Today is my visit to the Cu Chi Tunnels. Its on the tourist ‘must do’ list.
I organised a tour and was surprised when a motor scooter rider picked me up. While protesting that I was joining a tour bus and asking for a helmet he was already away weaving through the streets with me hanging on the back. When there was no road space we mounted the pavement and when that run out we darted through the alleys.
He finally dropped me off to wait for the tour bus. I found out the bus journey was two hours to Cu Chi mainly because of the insane traffic. Fortunately the lady who sat next to me chatted all the way which passed the time. She was a Canadian citizen from Toronto, born in the Philippines.
We learnt that the tunnels were started in the late 1940’s. The Viet Minh built the first dugouts and tunnels during the war against the French. The excavations were used mostly for communication between villages and to evade French army patrols of the area. When the VC’s National Liberation Front (NLF) insurgency began around 1960, the old Viet Minh tunnels were repaired and new extensions were excavated. Within a few years most of Cu Chi district and the nearby area came under VC control. In addition Cu Chi was used as a base for infiltrating intelligence agents and sabotage teams into Saigon. The attacks in the South Vietnamese capital during the 1968 Tet Offensive were planned and launched from Cu Chi.
We experienced one entry trapdoor that was original. I couldn’t enter with my hands by my side, they had to be above my head.
When the trap door was replaced as they used to do above their heads the leaf covering made it impossible for the enemy to detect.
The ventilation for the tunnels was cleverly concealed by fake termite mounds as there are many real ones in the area.
The tunnels at their peak covered 250 km some at several levels, they extended into Cambodia. They had kitchens, community areas and workshops in the tunnel complex.
The Americans were camped above the tunnels but couldn’t find them. They tried a bombing campaign, then napalm and then a defoliant but the Vietcong guerrillas just stayed put underground. They set all sorts of previously used animal traps to catch the American troops unawares. Most involved landing on barbed spikes laced with poison.
We were shown the sandals that the VC used which were made from car tyres for the sole and inner tubes for the straps. They had straps on both sides of the sandal so they could set a trap and then walk away making the footprints look they were walking towards the trap. Fiendishly clever I thought.
When the Americans failed to find the tunnels they took in German Shepherd dogs to sniff out the VC. They responded by using American soap to wash with and leaving captured American soldier uniforms above the ground to throw the dogs of the scent. When dogs started to be victims of the booby traps the handlers refused to send them in and slightly built American ‘tunnel rats’ took over with many casualties incurred.

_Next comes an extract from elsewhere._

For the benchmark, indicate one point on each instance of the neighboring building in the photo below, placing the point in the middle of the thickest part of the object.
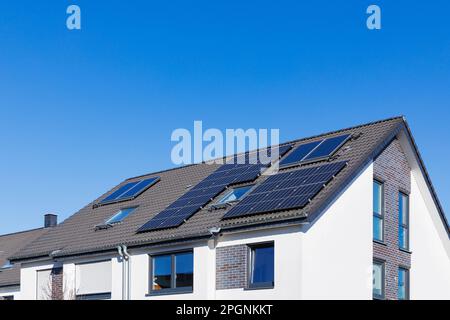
(10, 244)
(352, 214)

We went into a 100 metre section of tunnel that had been enlarged for tourists. It was still confined, dimly lit, oppressively hot and airless. After stooping and sometimes crawling for 60 metres I had to take the early exit to surface.
After we surfaced we were offered Cassava . A plant like sweet potato that tapioca is derived from. It was a staple of the VC while they were underground and the guide was demonstrating the hardship they went through eating this. I think I disappointed him by enjoying it and asking for more.
The final part of the experience which I declined was firing a AK47 or M16 with live ammunition into a firing range. I had heard the shots in the distance and it felt like the war was still going on.